Pavle Mladenović-Jačinski (Павле Младеновић; d. June 16, 1905), known as Čiča Pavle (Чича Павле; "Uncle Pavle") and Pavle Jačinski, was a Serbian Chetnik commander active in Macedonia during the Macedonian Struggle.

==Life==
Mladenović was born in the village of Jačince, in the region of Ovče Polje, at the time part of the Ottoman Empire. He worked as a peasant in his village and became an Exarchist at the end of the 19th century. When the Internal Macedonian Revolutionary Organization (IMRO) started assassinating and murdering people who identified as Serbs in the Kumanovo region, Čiča Pavle took his sons and nephews to the woods and joined the precursor to the Serbian Chetnik Organization. He started guerilla fighting in springtime 1903, as the first Serbian vojvoda, a year before the establishment of the Serbian Committee.
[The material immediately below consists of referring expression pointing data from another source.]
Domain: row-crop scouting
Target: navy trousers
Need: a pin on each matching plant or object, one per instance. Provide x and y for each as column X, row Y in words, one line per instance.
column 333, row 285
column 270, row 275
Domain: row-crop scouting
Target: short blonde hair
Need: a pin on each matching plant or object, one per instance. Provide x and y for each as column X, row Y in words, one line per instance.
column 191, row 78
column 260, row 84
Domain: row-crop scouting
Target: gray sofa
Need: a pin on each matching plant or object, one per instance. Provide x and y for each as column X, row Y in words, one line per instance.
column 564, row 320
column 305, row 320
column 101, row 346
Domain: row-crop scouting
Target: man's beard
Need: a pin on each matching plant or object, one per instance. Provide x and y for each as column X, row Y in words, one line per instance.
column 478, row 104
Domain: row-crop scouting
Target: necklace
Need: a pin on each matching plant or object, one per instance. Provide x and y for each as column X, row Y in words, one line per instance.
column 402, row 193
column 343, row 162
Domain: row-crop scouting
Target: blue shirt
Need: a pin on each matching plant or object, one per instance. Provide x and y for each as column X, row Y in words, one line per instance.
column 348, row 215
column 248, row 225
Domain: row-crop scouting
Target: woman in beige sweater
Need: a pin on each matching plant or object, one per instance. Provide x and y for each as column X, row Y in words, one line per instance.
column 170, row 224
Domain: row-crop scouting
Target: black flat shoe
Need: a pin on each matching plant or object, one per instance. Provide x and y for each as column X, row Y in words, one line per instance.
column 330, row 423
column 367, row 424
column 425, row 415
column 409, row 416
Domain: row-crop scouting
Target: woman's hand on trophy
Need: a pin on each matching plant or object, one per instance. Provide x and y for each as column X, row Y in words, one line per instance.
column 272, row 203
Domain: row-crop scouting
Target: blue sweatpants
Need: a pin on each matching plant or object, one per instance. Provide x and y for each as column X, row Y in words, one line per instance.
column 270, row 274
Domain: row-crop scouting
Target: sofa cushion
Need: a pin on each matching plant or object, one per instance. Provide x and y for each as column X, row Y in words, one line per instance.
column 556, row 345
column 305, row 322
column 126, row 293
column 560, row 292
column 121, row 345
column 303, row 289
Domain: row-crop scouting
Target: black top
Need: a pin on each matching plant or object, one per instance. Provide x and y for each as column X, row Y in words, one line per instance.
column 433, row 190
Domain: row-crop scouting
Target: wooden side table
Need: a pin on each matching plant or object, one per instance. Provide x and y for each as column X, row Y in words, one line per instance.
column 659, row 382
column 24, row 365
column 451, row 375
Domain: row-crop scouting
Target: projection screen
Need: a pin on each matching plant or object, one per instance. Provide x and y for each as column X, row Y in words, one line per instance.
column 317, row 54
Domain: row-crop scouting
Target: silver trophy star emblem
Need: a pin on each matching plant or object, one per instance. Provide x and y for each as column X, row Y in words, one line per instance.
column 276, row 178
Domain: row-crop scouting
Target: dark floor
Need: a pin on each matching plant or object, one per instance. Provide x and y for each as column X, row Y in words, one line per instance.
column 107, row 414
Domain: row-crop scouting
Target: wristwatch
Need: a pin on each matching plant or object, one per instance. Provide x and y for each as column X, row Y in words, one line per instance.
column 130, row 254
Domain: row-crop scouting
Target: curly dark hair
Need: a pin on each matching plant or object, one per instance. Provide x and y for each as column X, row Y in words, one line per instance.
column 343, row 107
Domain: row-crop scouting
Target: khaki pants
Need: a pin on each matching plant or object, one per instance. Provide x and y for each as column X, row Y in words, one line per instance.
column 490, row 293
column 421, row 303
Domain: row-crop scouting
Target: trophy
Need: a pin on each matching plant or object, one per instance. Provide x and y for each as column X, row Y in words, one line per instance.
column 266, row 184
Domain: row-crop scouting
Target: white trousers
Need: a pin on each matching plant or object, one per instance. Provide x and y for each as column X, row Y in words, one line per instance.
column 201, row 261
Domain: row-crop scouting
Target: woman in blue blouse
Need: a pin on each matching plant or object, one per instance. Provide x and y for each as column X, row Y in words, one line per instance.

His band had strict orders of protection, and it fought until 1905 without major clashes, defending Serb villages from Bulgarian nationalist bands of the IMRO. In April 1905 he participated in the Battle of Čelopek alongside commanders Doksim Mihailović, Savatije Milošević, Lazar Kujundžić, Vojislav Tankosić, Aksentije Bacetović and Borko Paštrović. During the battle, he took the Čelopek height and thus prevented the encirclement of the Serbian bands from the Albanian bashi-bozuks. Shortly thereafter, he and Bacetović were surrounded by the Ottoman army near the village of Beljakovac. Čiča Pavle, Bacetović, and everyone in their bands was killed.

After his death, his son Jaćim Pavlović-Jaćko continued in his father's footsteps, becoming a Serbian voivode himself.